Smooth Like Butter: Evaluating Multi-Lattice Transitions in Property-Augmented Latent Spaces
Martha Baldwin, Nicholas A. Meisel, and Christopher McComb

TL;DR
This paper evaluates a hybrid geometry/property Variational Autoencoder for designing multi-lattice transition regions, showing improved stiffness continuity and potential for better structural optimization in additive manufacturing.
Contribution
It introduces and assesses a hybrid VAE that incorporates mechanical properties into the design process, enhancing the generation of smooth transition regions in multi-lattice structures.
Findings
Hybrid VAEs improve stiffness continuity in transition regions
Mechanical property integration benefits multi-lattice design
Enhanced performance over geometry-only models
Abstract
Additive manufacturing has revolutionized structural optimization by enhancing component strength and reducing material requirements.
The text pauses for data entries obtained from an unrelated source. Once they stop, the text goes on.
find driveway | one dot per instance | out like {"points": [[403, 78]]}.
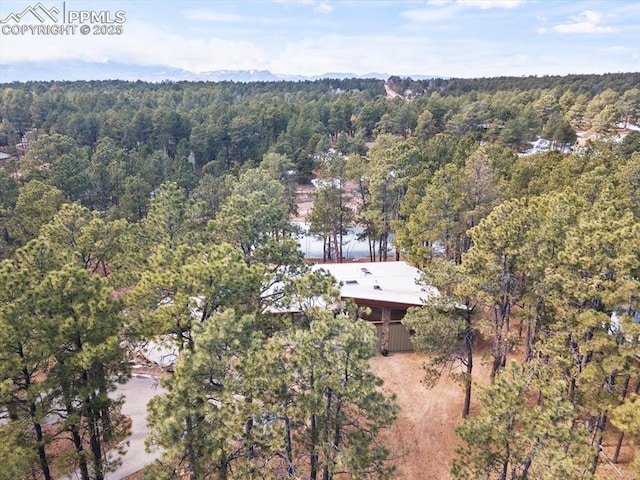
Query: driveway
{"points": [[137, 392]]}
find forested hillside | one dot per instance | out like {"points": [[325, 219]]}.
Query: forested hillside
{"points": [[133, 212]]}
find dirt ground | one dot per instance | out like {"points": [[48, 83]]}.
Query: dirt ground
{"points": [[304, 199], [424, 433]]}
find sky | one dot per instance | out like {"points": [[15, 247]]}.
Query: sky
{"points": [[444, 38]]}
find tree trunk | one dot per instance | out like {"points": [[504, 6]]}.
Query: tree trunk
{"points": [[291, 471], [625, 389], [313, 471], [192, 456], [468, 343], [597, 441], [325, 436], [37, 426]]}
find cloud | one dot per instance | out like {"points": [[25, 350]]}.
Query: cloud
{"points": [[482, 4], [426, 15], [486, 4], [323, 7], [141, 44], [586, 22], [441, 9], [210, 16]]}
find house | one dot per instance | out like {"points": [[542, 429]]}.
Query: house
{"points": [[387, 289]]}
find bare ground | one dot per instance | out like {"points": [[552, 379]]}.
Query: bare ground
{"points": [[424, 433], [423, 436]]}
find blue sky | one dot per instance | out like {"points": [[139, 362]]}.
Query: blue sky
{"points": [[449, 38]]}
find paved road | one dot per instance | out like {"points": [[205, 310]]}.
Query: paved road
{"points": [[137, 391]]}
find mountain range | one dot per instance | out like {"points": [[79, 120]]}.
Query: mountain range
{"points": [[81, 70]]}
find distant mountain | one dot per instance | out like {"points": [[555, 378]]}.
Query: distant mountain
{"points": [[80, 70]]}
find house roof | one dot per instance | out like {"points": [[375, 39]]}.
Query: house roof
{"points": [[380, 283]]}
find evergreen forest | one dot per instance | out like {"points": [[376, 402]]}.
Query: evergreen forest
{"points": [[134, 212]]}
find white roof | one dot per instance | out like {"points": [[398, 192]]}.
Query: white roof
{"points": [[393, 282]]}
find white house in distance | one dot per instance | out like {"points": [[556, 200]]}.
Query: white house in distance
{"points": [[388, 289]]}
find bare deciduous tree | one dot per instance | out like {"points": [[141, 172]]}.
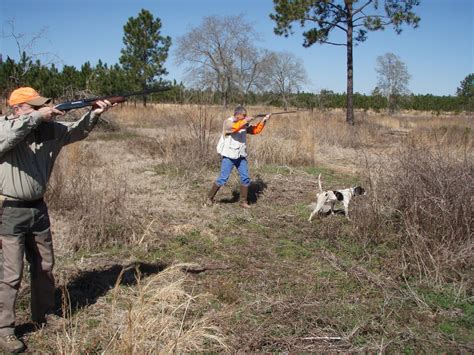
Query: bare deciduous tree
{"points": [[392, 79], [284, 74], [219, 55]]}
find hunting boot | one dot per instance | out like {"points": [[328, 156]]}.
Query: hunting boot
{"points": [[212, 193], [244, 193], [11, 344]]}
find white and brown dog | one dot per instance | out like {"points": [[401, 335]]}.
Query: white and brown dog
{"points": [[326, 200]]}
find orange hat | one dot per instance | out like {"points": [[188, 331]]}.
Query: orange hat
{"points": [[27, 95]]}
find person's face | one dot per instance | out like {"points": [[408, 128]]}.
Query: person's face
{"points": [[240, 116], [24, 109]]}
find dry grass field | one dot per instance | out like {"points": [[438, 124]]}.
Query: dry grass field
{"points": [[143, 267]]}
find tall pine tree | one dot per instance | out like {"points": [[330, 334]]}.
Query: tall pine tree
{"points": [[146, 50], [352, 17]]}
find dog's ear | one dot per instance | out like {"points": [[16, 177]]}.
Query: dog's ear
{"points": [[359, 190]]}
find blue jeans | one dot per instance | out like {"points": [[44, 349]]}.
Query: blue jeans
{"points": [[226, 168]]}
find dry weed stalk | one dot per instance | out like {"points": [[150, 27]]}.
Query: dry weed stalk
{"points": [[156, 317]]}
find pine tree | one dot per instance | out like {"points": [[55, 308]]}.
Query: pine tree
{"points": [[146, 50]]}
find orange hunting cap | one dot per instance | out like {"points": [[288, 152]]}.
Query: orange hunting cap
{"points": [[27, 95]]}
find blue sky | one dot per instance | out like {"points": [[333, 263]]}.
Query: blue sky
{"points": [[438, 54]]}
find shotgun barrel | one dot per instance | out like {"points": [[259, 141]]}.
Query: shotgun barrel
{"points": [[72, 105]]}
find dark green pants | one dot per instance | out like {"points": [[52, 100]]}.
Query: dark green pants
{"points": [[25, 232]]}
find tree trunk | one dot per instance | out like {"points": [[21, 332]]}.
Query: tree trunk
{"points": [[350, 67]]}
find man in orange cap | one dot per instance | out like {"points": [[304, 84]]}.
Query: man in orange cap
{"points": [[30, 141]]}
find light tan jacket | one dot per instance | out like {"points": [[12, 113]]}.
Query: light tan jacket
{"points": [[29, 148]]}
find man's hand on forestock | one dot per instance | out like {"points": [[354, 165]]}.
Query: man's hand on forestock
{"points": [[103, 106], [49, 113]]}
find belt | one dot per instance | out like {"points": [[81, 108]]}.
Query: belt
{"points": [[21, 204]]}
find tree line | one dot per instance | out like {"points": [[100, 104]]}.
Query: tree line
{"points": [[223, 66]]}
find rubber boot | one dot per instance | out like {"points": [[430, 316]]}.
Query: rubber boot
{"points": [[212, 193], [244, 193]]}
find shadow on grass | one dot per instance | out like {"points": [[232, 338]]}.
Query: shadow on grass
{"points": [[256, 188], [89, 286]]}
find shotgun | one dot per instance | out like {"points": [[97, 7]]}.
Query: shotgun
{"points": [[279, 113], [72, 105]]}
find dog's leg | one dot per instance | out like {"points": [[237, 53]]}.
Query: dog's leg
{"points": [[320, 203], [346, 208]]}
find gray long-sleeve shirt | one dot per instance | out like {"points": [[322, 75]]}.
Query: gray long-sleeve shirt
{"points": [[29, 148]]}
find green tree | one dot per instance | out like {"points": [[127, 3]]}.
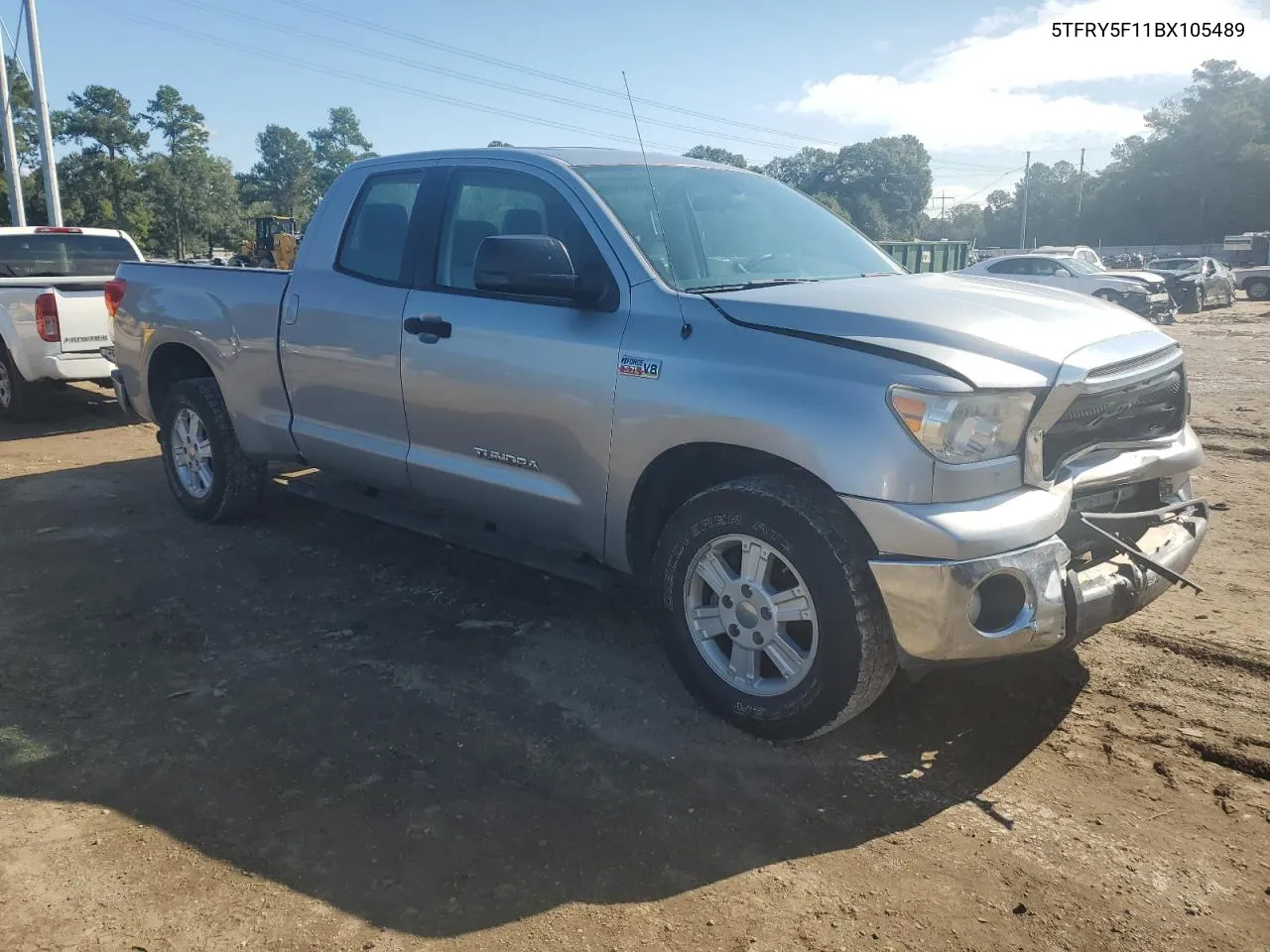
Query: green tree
{"points": [[22, 102], [884, 184], [285, 175], [961, 222], [715, 154], [177, 181], [195, 198], [1201, 173], [807, 171], [180, 123], [336, 145], [102, 122]]}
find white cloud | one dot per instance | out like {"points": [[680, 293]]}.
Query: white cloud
{"points": [[997, 89], [1001, 18]]}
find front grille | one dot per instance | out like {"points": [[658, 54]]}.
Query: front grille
{"points": [[1155, 407]]}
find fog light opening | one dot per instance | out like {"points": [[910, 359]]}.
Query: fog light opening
{"points": [[997, 603]]}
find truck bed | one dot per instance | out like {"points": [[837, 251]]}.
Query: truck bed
{"points": [[232, 315]]}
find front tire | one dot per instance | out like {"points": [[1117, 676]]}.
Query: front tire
{"points": [[771, 616], [206, 468]]}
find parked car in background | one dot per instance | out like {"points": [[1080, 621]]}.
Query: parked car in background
{"points": [[1082, 253], [511, 336], [54, 322], [1144, 298], [1254, 282], [1196, 282]]}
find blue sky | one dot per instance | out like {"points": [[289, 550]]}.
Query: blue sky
{"points": [[979, 82]]}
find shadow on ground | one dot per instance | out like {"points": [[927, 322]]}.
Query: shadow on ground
{"points": [[431, 740], [72, 409]]}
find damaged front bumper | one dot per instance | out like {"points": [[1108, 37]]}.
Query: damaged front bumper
{"points": [[1037, 598], [1159, 307]]}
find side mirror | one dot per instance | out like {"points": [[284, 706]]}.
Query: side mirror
{"points": [[534, 266]]}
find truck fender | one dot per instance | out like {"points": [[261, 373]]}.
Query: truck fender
{"points": [[12, 341]]}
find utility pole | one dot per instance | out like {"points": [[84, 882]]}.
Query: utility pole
{"points": [[46, 134], [943, 198], [1080, 188], [1023, 221], [12, 171]]}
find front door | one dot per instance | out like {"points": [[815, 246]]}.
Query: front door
{"points": [[511, 414], [340, 335]]}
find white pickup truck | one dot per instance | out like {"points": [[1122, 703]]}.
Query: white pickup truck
{"points": [[54, 322]]}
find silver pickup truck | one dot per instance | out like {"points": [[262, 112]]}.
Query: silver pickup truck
{"points": [[824, 467]]}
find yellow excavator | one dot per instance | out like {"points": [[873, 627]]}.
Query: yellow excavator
{"points": [[275, 246]]}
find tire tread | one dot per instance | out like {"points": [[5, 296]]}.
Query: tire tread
{"points": [[829, 520], [243, 477]]}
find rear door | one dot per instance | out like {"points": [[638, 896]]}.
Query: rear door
{"points": [[511, 412], [340, 330]]}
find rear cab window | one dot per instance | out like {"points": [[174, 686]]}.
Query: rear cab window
{"points": [[485, 202], [379, 227], [63, 255]]}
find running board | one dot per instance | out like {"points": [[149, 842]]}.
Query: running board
{"points": [[398, 511]]}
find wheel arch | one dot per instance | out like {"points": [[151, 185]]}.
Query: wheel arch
{"points": [[171, 363], [681, 472]]}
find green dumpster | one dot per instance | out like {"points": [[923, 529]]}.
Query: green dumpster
{"points": [[929, 255]]}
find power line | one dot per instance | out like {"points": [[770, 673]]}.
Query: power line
{"points": [[372, 81], [380, 55], [466, 76], [436, 96], [397, 33]]}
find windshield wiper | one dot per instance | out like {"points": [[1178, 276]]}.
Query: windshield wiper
{"points": [[749, 285]]}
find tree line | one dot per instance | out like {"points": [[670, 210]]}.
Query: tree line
{"points": [[1201, 173], [150, 171]]}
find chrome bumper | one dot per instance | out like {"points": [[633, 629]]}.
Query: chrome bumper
{"points": [[929, 601]]}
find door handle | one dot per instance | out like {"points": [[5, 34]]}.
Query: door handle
{"points": [[430, 327]]}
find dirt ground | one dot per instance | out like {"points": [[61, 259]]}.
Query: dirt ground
{"points": [[317, 733]]}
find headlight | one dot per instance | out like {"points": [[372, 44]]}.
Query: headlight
{"points": [[964, 428]]}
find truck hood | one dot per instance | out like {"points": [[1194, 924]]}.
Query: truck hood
{"points": [[989, 333]]}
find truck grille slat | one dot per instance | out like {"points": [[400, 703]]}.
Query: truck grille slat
{"points": [[1151, 408]]}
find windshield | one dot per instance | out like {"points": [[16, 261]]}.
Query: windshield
{"points": [[1175, 264], [63, 255], [1078, 267], [728, 229]]}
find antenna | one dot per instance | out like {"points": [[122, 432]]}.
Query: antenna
{"points": [[685, 327]]}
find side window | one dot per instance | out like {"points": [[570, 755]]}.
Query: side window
{"points": [[375, 236], [1011, 266], [485, 202]]}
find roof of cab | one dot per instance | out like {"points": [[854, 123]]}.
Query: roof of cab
{"points": [[570, 155]]}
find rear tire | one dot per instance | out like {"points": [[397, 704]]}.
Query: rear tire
{"points": [[19, 398], [821, 665], [206, 468]]}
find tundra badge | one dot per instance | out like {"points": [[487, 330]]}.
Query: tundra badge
{"points": [[511, 460]]}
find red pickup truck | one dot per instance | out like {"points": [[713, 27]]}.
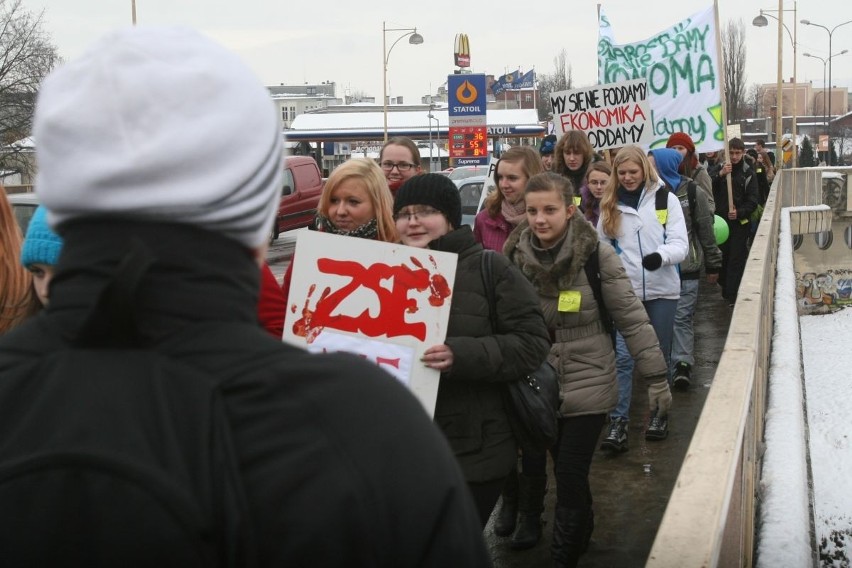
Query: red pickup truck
{"points": [[300, 195]]}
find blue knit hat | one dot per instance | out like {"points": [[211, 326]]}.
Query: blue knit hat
{"points": [[41, 245], [548, 145]]}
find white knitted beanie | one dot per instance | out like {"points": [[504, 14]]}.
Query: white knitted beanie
{"points": [[160, 124]]}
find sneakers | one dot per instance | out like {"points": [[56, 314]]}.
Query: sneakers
{"points": [[682, 375], [658, 428], [616, 438]]}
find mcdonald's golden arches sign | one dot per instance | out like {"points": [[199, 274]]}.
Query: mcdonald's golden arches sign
{"points": [[462, 50]]}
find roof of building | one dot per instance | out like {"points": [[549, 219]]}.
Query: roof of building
{"points": [[369, 124]]}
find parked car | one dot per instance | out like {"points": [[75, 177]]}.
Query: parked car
{"points": [[472, 196], [463, 172], [23, 205], [300, 195]]}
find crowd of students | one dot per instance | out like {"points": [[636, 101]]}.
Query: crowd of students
{"points": [[598, 272]]}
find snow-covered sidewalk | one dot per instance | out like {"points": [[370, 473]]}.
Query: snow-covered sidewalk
{"points": [[827, 361]]}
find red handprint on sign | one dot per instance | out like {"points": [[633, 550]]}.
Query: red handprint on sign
{"points": [[394, 302]]}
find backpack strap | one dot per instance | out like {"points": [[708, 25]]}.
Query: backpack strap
{"points": [[661, 204], [592, 267]]}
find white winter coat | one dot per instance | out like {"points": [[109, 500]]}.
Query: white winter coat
{"points": [[640, 234]]}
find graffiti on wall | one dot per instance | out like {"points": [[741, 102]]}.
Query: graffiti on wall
{"points": [[824, 291]]}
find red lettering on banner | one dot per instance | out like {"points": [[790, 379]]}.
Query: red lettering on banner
{"points": [[394, 302]]}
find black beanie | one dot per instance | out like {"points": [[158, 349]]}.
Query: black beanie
{"points": [[435, 190], [548, 145]]}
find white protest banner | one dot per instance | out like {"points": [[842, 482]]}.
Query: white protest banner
{"points": [[682, 68], [611, 115], [385, 302]]}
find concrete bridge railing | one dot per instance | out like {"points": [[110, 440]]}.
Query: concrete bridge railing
{"points": [[711, 514]]}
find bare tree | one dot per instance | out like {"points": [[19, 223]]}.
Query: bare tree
{"points": [[560, 80], [734, 56], [27, 55], [752, 101]]}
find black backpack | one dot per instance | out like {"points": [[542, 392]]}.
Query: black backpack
{"points": [[114, 455]]}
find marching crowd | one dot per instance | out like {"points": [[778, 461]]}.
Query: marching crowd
{"points": [[142, 272]]}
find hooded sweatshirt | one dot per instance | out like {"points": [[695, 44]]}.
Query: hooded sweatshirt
{"points": [[668, 161]]}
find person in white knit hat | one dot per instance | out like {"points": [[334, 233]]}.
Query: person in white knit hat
{"points": [[147, 419]]}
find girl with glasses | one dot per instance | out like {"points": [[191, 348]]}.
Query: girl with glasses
{"points": [[400, 161], [592, 191], [474, 361]]}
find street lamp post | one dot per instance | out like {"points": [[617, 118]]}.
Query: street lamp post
{"points": [[414, 38], [437, 136], [760, 21], [824, 115], [830, 33]]}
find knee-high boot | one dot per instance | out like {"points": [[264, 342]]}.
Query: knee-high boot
{"points": [[507, 515], [571, 533], [531, 506]]}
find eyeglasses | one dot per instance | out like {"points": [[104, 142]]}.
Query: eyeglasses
{"points": [[401, 166], [418, 214]]}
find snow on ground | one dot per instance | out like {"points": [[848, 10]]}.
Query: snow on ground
{"points": [[827, 360]]}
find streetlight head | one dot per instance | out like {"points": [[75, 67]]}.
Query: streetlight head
{"points": [[760, 21]]}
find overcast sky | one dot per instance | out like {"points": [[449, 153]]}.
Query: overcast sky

One approach used to achieve these improvements is the application of multi-lattice structures, where the macro-scale performance relies on the detailed design of mesostructural lattice elements. Many current approaches to designing such structures use data-driven design to generate multi-lattice transition regions, making use of machine learning models that are informed solely by the geometry of the mesostructures. However, it remains unclear if the integration of mechanical properties into the dataset used to train such machine learning models would be beneficial beyond using geometric data alone. To address this issue, this work implements and evaluates a hybrid geometry/property Variational Autoencoder (VAE) for generating multi-lattice transition…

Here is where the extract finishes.